Poneman, Washington's envoy to the conference, declined to discuss details of discussions the administration has had with Tehran's big oil customers about reducing their dependence on Iranian oil.

But he warned that a recent rise in global oil prices is worrying.

"We are seeing at the current moment that prices are too high to be consistent with global (economic) recovery, and therefore we are concerned," Poneman said.

Iran's Ghasemi for his part blasted the policies of "unilateral economic constraints" -- a reference to sanctions -- that he claimed "jeopardizes free trade and continuity of oil supply in the world," according to a text of his speech.

"Ultimately, all the concerned groups in the oil market ... will face various problems," he said.

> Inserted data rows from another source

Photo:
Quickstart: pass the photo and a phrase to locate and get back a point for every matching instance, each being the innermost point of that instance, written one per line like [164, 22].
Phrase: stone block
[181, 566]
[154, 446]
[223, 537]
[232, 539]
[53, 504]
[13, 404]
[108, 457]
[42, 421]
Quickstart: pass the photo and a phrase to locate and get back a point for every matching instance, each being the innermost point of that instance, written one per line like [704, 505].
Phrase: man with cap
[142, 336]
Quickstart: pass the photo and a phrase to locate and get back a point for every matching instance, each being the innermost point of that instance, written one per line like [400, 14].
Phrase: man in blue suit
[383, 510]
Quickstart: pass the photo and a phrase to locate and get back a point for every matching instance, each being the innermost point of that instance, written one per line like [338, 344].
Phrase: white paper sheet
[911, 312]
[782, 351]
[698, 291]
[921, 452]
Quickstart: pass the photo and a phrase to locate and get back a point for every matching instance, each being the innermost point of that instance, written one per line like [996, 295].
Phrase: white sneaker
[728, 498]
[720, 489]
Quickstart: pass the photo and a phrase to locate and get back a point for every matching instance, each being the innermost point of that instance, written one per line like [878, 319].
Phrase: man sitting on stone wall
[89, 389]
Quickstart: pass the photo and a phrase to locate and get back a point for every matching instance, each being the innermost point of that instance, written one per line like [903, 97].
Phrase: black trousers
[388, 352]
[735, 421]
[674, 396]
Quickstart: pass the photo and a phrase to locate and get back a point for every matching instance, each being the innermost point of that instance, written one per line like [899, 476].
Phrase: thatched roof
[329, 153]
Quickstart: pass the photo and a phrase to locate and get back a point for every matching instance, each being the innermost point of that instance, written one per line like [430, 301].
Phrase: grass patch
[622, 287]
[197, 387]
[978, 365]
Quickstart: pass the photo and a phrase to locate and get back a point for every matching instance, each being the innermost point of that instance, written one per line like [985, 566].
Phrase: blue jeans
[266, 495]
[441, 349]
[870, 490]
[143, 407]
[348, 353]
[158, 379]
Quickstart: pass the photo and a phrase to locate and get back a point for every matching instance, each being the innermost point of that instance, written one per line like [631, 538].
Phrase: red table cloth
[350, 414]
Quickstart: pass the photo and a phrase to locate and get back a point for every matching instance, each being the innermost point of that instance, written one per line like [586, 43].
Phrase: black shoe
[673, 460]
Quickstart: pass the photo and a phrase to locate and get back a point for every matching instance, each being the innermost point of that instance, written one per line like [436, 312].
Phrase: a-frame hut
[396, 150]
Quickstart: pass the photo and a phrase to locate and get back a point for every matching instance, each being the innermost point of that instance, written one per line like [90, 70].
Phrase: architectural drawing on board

Ghasemi added that "energy security may not be achieved through interference in the domestic affairs of countries."
The West and others fear Iran's nuclear program could eventually produce atomic weapons. Iran says it only seeks reactors for energy and medical research.

"Volatility is bad for the consumer, bad for producers and bad for the sort of long-term planning required in the energy business," Al-Naimi added.

Oil prices hovered below $107 a barrel Wednesday after a report showed a jump in U.S. crude supplies, a sign demand remains sluggish.

The oil ministers spoke at a meeting of the International Energy Forum, which brings together OPEC members and other oil-producing countries as well as large energy-consuming nations and oil companies. Neither Al-Naimi nor Ghasemi took questions after their speech.